Sometimes it takes a simple object lesson and a dose of karma for the narcissist before they finally ‘get’ what is blatantly apparent to the rest of us.
Three Words No One Wants to Hear : “ Meet Your Replacement”
Dear Narcissist, imagine walking into work Monday morning —briefcase and coffee in hand to find someone else sitting at your desk. You demand to know who they are and why they are in your office and your chair—no less! You get nothing but a condescending look and an icy stare. Quickly, you run to your boss’s office, intending to report the intruder. To your dismay, your boss shrugs and says:
“Yeah, well, things have changed. The person at your desk emailed me his resume late Friday afternoon, and I couldn’t help but check him out. Frankly, I was swept away by what he offered compared to you. Then, once I decided to go with him, I felt it best to get on with things, so I moved your items out over the weekend and contacted HR. We’ve already assigned him your office, title, salary, and bonus package.
(Patting you on the back.) But I know you; you’re a survivor. I’m confident you’ll land on your feet, even without any salary continuation. I also allocated your unused vacation time to them; it helped me sweeten the deal.
Try not to take this personally. I assure you, you did nothing wrong. You always did what you said you would, and everyone around here knows you’re the nicest person in the world.
But frankly, the new person is –well –new and exciting.
Please take consolation in knowing that I was delighted with you until New Person and their razzle-dazzle newness caught my attention.
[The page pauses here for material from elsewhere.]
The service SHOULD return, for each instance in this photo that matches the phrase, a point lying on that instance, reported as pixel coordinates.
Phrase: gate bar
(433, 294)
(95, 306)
The bottom line here is that they are more than what I think I deserve at this point.
No hard feelings, old buddy, old pal?”
That’s What Sudden Narcissist Discard is Like
You’re experiencing life as usual, and everything changes the next thing you know .
The self-absorbed can do this in the blink of an eye in their relationships and private lives. However, when the shoe is on the other foot (as in a professional venue like the one described above), these same selfish folks scream like a scalded dog when it happens to them.
Never fear because Dante is standing at the inferno, stoking the fire. In my opinion, not giving someone the basic courtesy of a heads up when life-changing events are afoot is unconscionable —unless one’s physical/mental safety is at imminent risk.
This may require ghosting a physically abusive partner.
Many of us had our marriages and long-term relationships end like this.
Cut us a break. We’re not so short-sighted as to believe that being in a relationship is a guarantee that things will never change.
We fully acknowledge that people fall out of love and want to divorce. It happens all the time.
But there is a right and wrong way to make such changes. Blindsiding partners in this manner is never acceptable.
Karma for the Narcissist: The Magic Merry-Go-Round
We’ve all heard it said that what goes around comes around. We, the aggrieved party, may not personally get to see it, but it always happens – -eventually.
There are no sacred cows in the universe. Like us mere mortals, these hit-and-run con artists also have a date with destiny on their books. They cannot (and will not) escape cosmic accountability any more than we will —or have.
Unfortunately, their deluded selfishness often makes us face unpleasant dates with destinies —often suddenly and shockingly. But the bright note here is that when that happens, we get our dates off the books sooner rather than later.
Well, they get to live, never knowing when the other shoe will drop for them. They get to skip off to live their shiny new life, never knowing what day they will pull their ticket to ride the Magic Bus.